Random forest in an extention of the bagging algorithm which takes random data samples from the training dataset (with replacement), trains several models and averages predictions. In addition to that, each time a split in a tree is considered, random forest takes a random sample of m features from full set of n features (with replacement) and uses this subset of features as candidates for the split (for example, m = sqrt(n)).

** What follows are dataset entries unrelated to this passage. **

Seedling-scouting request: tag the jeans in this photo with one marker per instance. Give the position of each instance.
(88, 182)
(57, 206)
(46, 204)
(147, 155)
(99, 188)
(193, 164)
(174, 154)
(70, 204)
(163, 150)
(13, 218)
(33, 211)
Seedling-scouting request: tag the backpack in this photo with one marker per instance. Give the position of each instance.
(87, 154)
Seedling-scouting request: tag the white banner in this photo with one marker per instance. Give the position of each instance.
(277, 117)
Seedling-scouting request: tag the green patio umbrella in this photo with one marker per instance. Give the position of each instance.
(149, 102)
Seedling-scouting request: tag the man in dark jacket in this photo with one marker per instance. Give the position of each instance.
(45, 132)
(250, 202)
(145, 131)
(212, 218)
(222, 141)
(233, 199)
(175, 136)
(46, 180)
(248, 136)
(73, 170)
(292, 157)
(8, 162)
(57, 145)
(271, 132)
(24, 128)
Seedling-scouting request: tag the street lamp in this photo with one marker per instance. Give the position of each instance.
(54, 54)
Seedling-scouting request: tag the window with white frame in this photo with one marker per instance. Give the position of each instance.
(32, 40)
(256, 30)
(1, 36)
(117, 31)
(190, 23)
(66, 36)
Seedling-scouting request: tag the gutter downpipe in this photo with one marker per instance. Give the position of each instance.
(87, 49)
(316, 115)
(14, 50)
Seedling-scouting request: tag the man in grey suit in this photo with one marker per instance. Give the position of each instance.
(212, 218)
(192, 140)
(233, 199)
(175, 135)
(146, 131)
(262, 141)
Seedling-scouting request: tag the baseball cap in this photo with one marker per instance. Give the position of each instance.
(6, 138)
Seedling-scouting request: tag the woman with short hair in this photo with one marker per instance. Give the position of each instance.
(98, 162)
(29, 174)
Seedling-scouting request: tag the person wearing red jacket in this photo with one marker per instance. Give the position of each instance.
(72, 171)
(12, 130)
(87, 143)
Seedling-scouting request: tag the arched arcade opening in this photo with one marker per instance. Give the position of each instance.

Training decision trees on random data samples from the training dataset reduces variance. Sampling features for each split in a decision tree decorrelates trees.

Question 9

Q

What are the main parameters of the random forest model?

Answer

A

max_depth: Longest Path between root node and the leaf

min_sample_split: The minimum number of observations needed to split a given node

max_leaf_nodes: Conditions the splitting of the tree and hence, limits the growth of the trees

min_samples_leaf: minimum number of samples in the leaf node

n_estimators: Number of trees

max_sample: Fraction of original dataset given to any individual tree in the given model

max_features: Limits the maximum number of features provided to trees in random forest model

Question 10

Q

How do we select the depth of the trees in random forest?

Answer

A

The greater the depth, the greater amount of information is extracted from the tree, however, there is a limit to this, and the algorithm even if defensive against overfitting may learn complex features of noise present in data and as a result, may overfit on noise. Hence, there is no hard thumb rule in deciding the depth, but literature suggests a few tips on tuning the depth of the tree to prevent overfitting:

limit the maximum depth of a tree

limit the number of test nodes

limit the minimum number of objects at a node required to split

do not split a node when, at least, one of the resulting subsample sizes is below a given threshold

stop developing a node if it does not sufficiently improve the fit.

Question 11

Q

How do we know how many trees we need in random forest?

Answer

A

The number of trees in random forest is worked by n_estimators, and a random forest reduces overfitting by increasing the number of trees. There is no fixed thumb rule to decide the number of trees in a random forest, it is rather fine tuned with the data, typically starting off by taking the square of the number of features (n) present in the data followed by tuning until we get the optimal results.